Paris, França. Fahid e Udo são sócios no The Eddy, um clube de jazz que mantém uma banda própria, que lá toca todos os dias. Músico consagrado que há anos se dedica apenas a compor, Udo é o responsável pela criação musical do estabelecimento, enquanto cabe a Fahid tocar a contabilidade e os problemas do cotidiano. Grandes amigos e de personalidades completamente distintas, eles se complementam no gerenciamento do clube.  Entretanto, a morte inesperada de Fahid faz com que Udo tenha que assumir uma série de responsabilidades que desconhecia completamente.

Crítica

Basta conhecer um pouquinho da carreira de Damien Chazelle para logo compreender o porquê de seu interesse em estrear no universo das séries justo com The Eddy. Fã incondicional de jazz, ele conhece tão bem este universo ao ponto de, em La La Land (2016), inserir uma referência ao Caveau de la Huchette, histórica casa de shows parisiense, no trecho do futuro possível vivido por Mia e Sebastian, quando ele percorre o cenário musical da cidade luz. Mais que uma necessidade de roteiro, trata-se da reverência de um apaixonado a um local que, por tantas e tantas décadas, mantém viva a chama do jazz.

No fim das contas, The Eddy tem este mesmo objetivo. Girando sempre em torno de um clube de jazz situado em plena Paris, cujo nome é o título da série, Chazelle e sua equipe estão mais interessados em falar sobre as sensações em torno da música do que propriamente em contar uma história. Não por acaso, há um punhado de canções em cada um dos oito episódios desta temporada, ocupando um espaço considerável para ressaltar sonhos e decepções, obrigação e prazer, lealdade e companheirismo a partir de histórias de vida sobre pessoas que, cada uma à sua maneira, dedicam a alma à arte. Quem não conhece alguém assim?

Para tanto, The Eddy recorre à tática de, a cada episódio, desvendar o passado de um personagem de forma a, aos poucos, montar um mosaico de conexões entre eles. É interessante também notar a escolha do roteirista Jack Thorne em estabelecer uma dicotomia entre os donos do clube de jazz. Enquanto Farid traz um sorriso eterno e um lado sedutor que rapidamente atrai quem o cerca - ou o vê, no caso do espectador -, Elliot é sempre carrancudo e sem muito tato com as pessoas, se valendo demais de seu passado como expoente no meio artístico - trata-se do famoso "líder técnico". Por mais que sejam grandes amigos, são pessoas completamente antagônicas no jeito de ser, algo muito bem pontuado pelas escolhas de Tahar Rahim e André Holland como seus intérpretes.

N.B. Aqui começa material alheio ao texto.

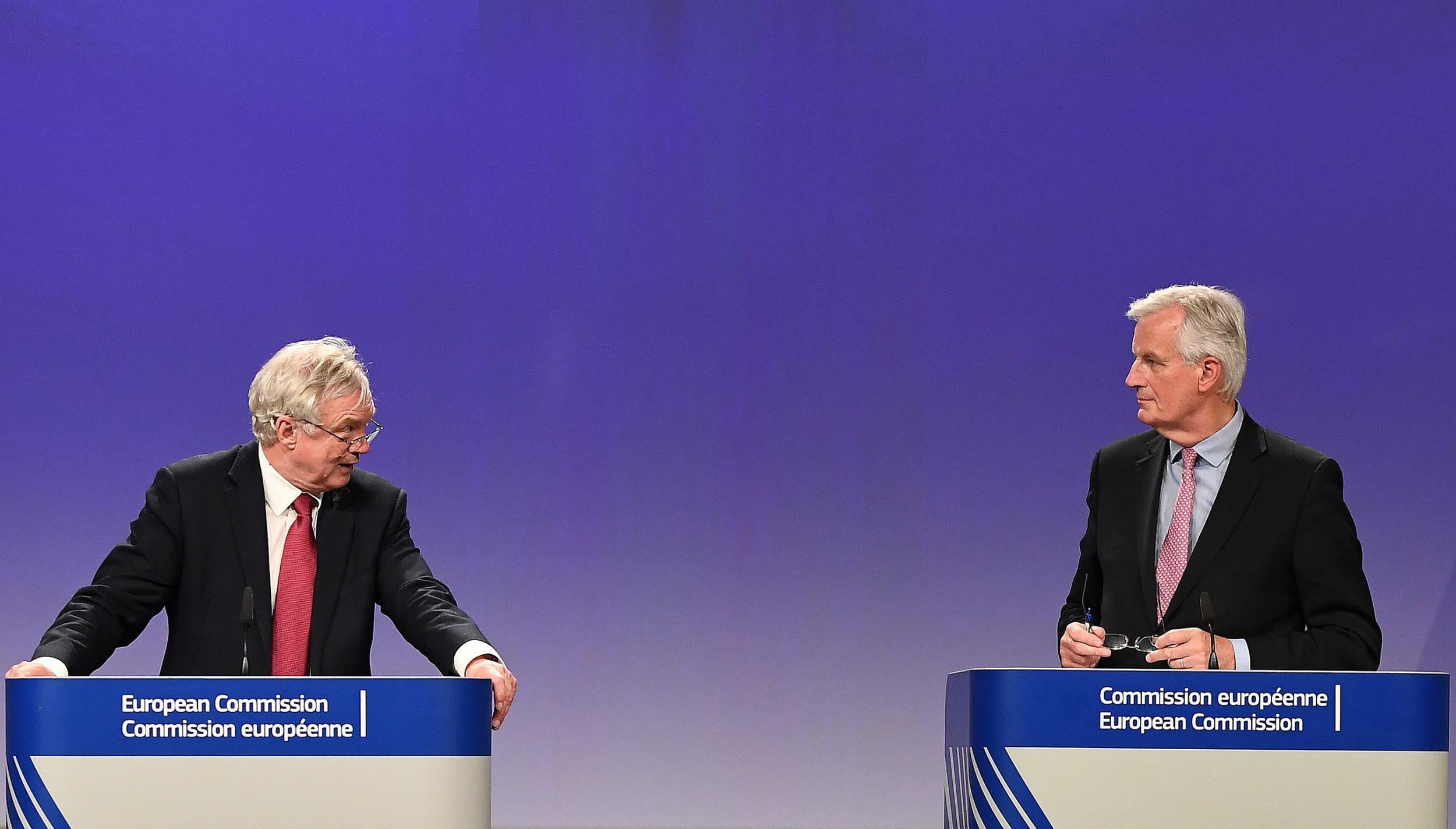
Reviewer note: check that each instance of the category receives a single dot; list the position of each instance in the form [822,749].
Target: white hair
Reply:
[301,378]
[1212,327]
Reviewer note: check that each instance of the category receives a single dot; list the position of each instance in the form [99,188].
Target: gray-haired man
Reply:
[290,518]
[1209,502]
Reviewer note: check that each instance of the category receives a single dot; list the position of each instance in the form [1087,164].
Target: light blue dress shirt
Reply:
[1209,471]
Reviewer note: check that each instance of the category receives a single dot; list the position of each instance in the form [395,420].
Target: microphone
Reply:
[246,618]
[1206,606]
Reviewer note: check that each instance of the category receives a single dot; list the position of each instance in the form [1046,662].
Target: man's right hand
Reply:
[28,669]
[1082,647]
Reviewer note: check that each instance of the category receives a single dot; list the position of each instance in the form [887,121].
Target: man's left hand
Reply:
[1189,649]
[503,682]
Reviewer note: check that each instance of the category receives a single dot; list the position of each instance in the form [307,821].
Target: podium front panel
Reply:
[1069,749]
[162,752]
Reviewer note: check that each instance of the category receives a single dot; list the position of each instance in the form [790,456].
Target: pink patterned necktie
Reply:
[1174,557]
[293,608]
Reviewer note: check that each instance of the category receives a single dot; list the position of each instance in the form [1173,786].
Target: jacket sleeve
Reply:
[420,605]
[1088,579]
[1340,629]
[133,583]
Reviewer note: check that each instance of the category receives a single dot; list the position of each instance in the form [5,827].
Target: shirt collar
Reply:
[277,490]
[1218,446]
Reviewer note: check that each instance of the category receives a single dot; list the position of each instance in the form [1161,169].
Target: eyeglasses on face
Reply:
[374,428]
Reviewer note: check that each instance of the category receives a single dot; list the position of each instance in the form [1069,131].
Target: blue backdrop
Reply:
[744,362]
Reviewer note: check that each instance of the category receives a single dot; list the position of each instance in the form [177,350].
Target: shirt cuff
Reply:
[57,666]
[1241,655]
[471,650]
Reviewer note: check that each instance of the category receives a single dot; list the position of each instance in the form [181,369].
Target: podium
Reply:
[248,752]
[1069,749]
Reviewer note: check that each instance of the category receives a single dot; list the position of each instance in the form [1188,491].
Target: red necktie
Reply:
[1174,557]
[293,608]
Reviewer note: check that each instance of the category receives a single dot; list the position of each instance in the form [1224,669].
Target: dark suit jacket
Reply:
[1277,556]
[203,537]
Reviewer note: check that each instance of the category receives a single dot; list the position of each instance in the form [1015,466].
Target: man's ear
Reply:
[1210,373]
[287,431]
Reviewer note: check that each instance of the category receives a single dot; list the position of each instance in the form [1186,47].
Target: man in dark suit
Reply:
[287,516]
[1209,502]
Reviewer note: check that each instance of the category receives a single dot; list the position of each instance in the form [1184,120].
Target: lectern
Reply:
[248,752]
[1070,749]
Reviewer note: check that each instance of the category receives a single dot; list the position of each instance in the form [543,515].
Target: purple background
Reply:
[743,362]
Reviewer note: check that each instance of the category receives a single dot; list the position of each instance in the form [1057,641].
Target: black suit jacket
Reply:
[203,537]
[1279,556]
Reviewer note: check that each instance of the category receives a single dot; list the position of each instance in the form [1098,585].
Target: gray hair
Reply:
[301,378]
[1212,327]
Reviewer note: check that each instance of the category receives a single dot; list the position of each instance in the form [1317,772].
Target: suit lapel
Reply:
[335,538]
[245,507]
[1239,484]
[1148,478]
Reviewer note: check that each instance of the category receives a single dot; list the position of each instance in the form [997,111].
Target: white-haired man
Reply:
[290,518]
[1210,503]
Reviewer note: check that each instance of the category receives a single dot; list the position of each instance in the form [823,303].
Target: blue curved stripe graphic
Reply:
[9,807]
[19,798]
[43,796]
[1018,787]
[998,793]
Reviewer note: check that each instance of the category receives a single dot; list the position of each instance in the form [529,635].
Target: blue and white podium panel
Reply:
[248,752]
[1070,749]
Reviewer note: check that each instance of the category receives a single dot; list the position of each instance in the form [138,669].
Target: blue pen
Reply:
[1087,611]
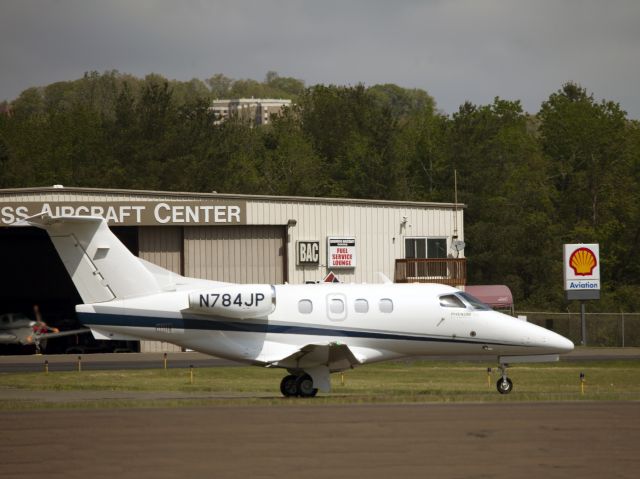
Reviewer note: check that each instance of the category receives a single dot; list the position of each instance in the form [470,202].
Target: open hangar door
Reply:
[33,274]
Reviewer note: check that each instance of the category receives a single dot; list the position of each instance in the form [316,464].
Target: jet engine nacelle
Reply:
[237,301]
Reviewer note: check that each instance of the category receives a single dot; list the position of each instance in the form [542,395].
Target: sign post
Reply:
[582,277]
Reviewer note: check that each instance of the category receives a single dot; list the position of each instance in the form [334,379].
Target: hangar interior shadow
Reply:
[32,273]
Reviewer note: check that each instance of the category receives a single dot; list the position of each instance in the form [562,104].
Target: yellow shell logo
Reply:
[583,261]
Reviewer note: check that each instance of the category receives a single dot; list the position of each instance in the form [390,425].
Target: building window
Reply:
[361,306]
[386,305]
[425,248]
[305,306]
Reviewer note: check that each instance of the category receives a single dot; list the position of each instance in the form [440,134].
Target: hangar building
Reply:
[228,237]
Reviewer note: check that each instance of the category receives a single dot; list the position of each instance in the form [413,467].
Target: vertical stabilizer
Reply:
[101,267]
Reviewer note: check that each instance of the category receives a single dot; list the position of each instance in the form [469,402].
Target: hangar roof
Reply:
[58,189]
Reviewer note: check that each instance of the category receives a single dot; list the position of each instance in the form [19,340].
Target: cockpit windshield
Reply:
[474,302]
[462,300]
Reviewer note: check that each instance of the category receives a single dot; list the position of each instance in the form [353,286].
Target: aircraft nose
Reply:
[559,343]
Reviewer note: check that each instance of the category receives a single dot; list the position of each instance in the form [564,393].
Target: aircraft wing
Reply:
[60,334]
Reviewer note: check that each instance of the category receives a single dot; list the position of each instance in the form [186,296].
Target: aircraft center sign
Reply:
[143,213]
[582,271]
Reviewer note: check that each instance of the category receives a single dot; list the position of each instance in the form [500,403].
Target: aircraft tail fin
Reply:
[101,267]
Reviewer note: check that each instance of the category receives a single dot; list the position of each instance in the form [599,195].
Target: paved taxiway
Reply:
[508,440]
[68,362]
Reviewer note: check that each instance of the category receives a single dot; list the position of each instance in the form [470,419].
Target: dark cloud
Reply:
[457,50]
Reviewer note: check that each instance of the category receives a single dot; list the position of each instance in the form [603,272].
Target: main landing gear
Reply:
[504,384]
[300,385]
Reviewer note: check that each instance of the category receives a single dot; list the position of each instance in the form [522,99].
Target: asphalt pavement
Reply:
[115,361]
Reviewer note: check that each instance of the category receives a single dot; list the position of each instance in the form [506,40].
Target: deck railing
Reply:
[451,271]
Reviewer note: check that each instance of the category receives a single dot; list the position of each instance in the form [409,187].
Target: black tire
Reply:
[304,386]
[288,386]
[504,386]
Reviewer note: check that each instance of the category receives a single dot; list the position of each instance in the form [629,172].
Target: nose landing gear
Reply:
[298,385]
[504,384]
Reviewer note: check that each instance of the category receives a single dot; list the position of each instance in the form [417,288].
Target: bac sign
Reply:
[309,252]
[582,271]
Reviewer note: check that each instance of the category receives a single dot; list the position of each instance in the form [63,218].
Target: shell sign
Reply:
[582,271]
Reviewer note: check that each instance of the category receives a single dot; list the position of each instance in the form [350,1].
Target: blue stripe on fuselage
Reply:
[101,319]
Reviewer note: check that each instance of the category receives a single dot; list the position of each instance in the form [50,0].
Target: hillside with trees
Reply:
[531,182]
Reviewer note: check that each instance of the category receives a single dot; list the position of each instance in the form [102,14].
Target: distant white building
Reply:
[258,110]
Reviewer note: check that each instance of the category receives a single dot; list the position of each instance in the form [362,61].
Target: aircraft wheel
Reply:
[304,386]
[288,386]
[504,385]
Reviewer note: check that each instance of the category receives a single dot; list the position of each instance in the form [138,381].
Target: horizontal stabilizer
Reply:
[101,267]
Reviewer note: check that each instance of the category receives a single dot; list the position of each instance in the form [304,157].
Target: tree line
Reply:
[530,182]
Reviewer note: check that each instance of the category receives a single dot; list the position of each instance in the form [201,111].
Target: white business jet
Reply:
[309,330]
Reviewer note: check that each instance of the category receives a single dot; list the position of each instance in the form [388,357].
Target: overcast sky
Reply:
[456,50]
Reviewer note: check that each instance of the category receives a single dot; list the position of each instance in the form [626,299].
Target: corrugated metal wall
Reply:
[378,228]
[238,254]
[264,251]
[161,245]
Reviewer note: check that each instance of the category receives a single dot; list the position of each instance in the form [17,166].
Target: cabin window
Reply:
[305,306]
[386,305]
[361,306]
[451,301]
[336,306]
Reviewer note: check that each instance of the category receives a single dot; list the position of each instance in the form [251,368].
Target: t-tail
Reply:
[101,267]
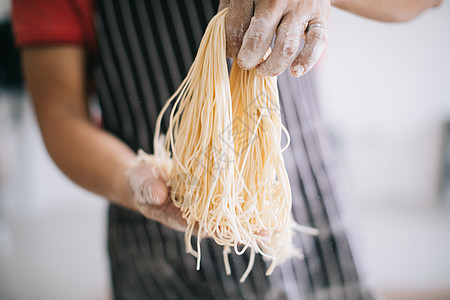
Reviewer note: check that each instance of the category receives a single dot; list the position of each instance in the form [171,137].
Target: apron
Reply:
[145,50]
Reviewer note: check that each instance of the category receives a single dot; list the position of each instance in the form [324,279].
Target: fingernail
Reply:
[298,70]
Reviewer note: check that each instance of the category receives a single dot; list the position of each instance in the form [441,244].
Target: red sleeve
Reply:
[38,22]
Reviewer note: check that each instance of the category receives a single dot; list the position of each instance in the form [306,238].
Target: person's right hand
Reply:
[147,190]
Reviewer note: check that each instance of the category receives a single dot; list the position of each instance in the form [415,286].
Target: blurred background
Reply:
[385,91]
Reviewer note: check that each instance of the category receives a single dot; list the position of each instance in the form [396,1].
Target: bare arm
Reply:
[386,10]
[91,157]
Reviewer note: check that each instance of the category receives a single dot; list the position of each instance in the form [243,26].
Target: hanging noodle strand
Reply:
[223,159]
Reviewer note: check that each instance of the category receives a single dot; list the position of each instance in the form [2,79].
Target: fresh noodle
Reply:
[227,174]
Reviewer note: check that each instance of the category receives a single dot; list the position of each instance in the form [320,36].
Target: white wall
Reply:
[386,94]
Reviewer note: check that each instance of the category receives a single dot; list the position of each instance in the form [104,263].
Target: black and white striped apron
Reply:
[145,49]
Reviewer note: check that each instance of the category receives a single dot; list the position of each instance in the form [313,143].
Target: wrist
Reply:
[122,192]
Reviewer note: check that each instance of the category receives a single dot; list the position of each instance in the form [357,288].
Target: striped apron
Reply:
[145,49]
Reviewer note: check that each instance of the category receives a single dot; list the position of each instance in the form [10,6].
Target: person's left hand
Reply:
[251,24]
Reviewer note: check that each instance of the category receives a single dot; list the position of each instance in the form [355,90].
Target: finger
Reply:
[237,21]
[315,41]
[287,44]
[259,35]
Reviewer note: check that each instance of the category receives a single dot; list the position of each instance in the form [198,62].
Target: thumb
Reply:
[155,192]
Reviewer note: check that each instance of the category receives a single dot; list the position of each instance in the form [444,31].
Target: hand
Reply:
[148,191]
[250,26]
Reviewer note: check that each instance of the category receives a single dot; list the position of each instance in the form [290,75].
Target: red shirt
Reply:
[38,22]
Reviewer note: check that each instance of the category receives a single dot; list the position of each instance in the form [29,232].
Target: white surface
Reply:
[53,234]
[386,94]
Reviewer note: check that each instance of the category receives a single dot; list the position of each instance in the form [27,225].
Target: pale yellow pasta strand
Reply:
[227,173]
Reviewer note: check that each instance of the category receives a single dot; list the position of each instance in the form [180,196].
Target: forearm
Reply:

Na estrutura episódica desta narrativa, Thorne manipula com bastante habilidade as diferenças em torno dos donos do The Eddy de forma a, já no segundo capítulo, estabelecer um desafio: como seguir adiante tendo um personagem tão antipático como fio condutor? É neste aspecto que a atuação de Holland merece destaque, por ser este um personagem sem muitos momentos de brilho próprio. A beleza em tal construção está justamente nas sutilezas demonstradas além de suas preocupações e explosões, graças à humanidade transmitida pelo ator a cada novo episódio. Já Rahim tem um trabalho mais fácil, e bem mais curto, por mais que executado de forma correta.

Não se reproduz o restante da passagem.